The report of three-year-old Chingkheinganba Singh showed that his right eye was missing and he had a bullet wound in the skull, they said.
The report also noted cut wounds, fractures in the chest, and lacerations on the forearm and other parts of his body. Signed on November 17, the report indicated that the child's body was in a "state of decomposition", they added.
The report said the cause of death would be pending until the receipt of the chemical analysis report of viscera from the Directorate of Forensic Sciences in Guwahati, officials said.
The post-mortem examinations were conducted at the Silchar Medical College Hospital (SMCH) in Assam's Cachar district.

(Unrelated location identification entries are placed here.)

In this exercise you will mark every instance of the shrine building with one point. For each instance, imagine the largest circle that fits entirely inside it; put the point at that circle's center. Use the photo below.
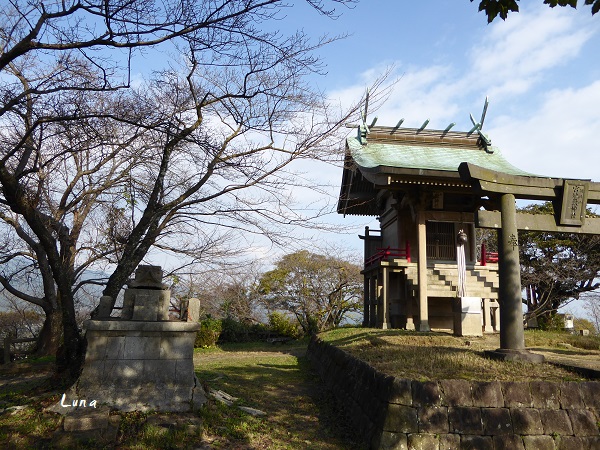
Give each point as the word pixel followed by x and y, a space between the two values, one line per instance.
pixel 424 268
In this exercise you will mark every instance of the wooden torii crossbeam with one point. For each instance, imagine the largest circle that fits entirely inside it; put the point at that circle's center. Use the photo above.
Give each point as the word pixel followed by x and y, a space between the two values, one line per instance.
pixel 570 199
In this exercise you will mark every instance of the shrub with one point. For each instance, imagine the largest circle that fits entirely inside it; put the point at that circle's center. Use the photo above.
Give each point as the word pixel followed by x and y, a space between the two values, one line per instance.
pixel 281 324
pixel 208 335
pixel 237 331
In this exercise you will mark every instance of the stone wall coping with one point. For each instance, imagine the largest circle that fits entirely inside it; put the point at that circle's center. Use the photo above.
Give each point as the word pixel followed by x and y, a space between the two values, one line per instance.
pixel 137 325
pixel 391 413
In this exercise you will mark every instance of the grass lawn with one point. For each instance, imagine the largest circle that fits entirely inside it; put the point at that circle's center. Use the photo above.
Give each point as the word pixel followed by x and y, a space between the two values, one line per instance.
pixel 277 379
pixel 431 356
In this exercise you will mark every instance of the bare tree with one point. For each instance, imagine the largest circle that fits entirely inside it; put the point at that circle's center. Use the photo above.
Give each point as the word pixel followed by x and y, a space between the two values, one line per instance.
pixel 94 173
pixel 319 291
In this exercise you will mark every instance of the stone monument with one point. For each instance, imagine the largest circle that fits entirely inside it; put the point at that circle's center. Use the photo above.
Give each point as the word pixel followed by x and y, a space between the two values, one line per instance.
pixel 141 361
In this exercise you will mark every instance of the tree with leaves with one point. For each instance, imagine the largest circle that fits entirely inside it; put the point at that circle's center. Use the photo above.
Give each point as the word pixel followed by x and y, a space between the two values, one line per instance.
pixel 556 268
pixel 495 8
pixel 95 171
pixel 319 291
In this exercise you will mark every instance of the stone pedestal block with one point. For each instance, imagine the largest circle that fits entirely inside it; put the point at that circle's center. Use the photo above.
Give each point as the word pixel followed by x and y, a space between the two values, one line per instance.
pixel 140 365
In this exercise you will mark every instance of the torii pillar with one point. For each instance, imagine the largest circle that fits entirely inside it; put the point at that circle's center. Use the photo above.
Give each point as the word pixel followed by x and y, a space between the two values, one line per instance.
pixel 569 197
pixel 512 337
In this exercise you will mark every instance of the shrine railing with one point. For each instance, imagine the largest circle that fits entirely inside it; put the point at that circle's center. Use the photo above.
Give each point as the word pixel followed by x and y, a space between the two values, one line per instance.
pixel 488 257
pixel 385 254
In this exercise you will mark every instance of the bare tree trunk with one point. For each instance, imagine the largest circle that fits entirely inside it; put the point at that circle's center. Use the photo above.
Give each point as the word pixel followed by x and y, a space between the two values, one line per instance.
pixel 50 335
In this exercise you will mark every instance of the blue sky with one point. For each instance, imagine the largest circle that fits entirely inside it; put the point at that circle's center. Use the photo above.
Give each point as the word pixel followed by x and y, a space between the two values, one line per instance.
pixel 540 69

The report also detailed the injuries sustained by his mother, L Heitonbi Devi (25), who had "three bullet wounds in the chest and one in the buttock", officials said.
According to the report, her body was brought to SMCH on November 18, around seven days after her death, they said.
The child's grandmother, Y Rani Devi (60), suffered five bullet wounds -- one in the skull, two in the chest, one in the abdomen, and one in an arm, officials said.
Her body was brought to SMCH on November 17, at least three to five days after her death, the report noted.
The autopsy reports also showed deep lacerations on many parts of the bodies of the two women.
The cause of Rani Devi's death is also yet to be known, awaiting the chemical analysis report of the viscera, officials said.
The post-mortem reports of one more woman and two children are still pending, they said.
The six persons belonging to the Meitei community had gone missing from a relief camp in Jiribam after a gunfight between security forces and suspected Kuki-Zo militants that resulted in the deaths of 10 insurgents on November 11.
Their bodies were found in the Jiri river in Jiribam district, and the nearby Barak river in Assam's Cachar over the next few days.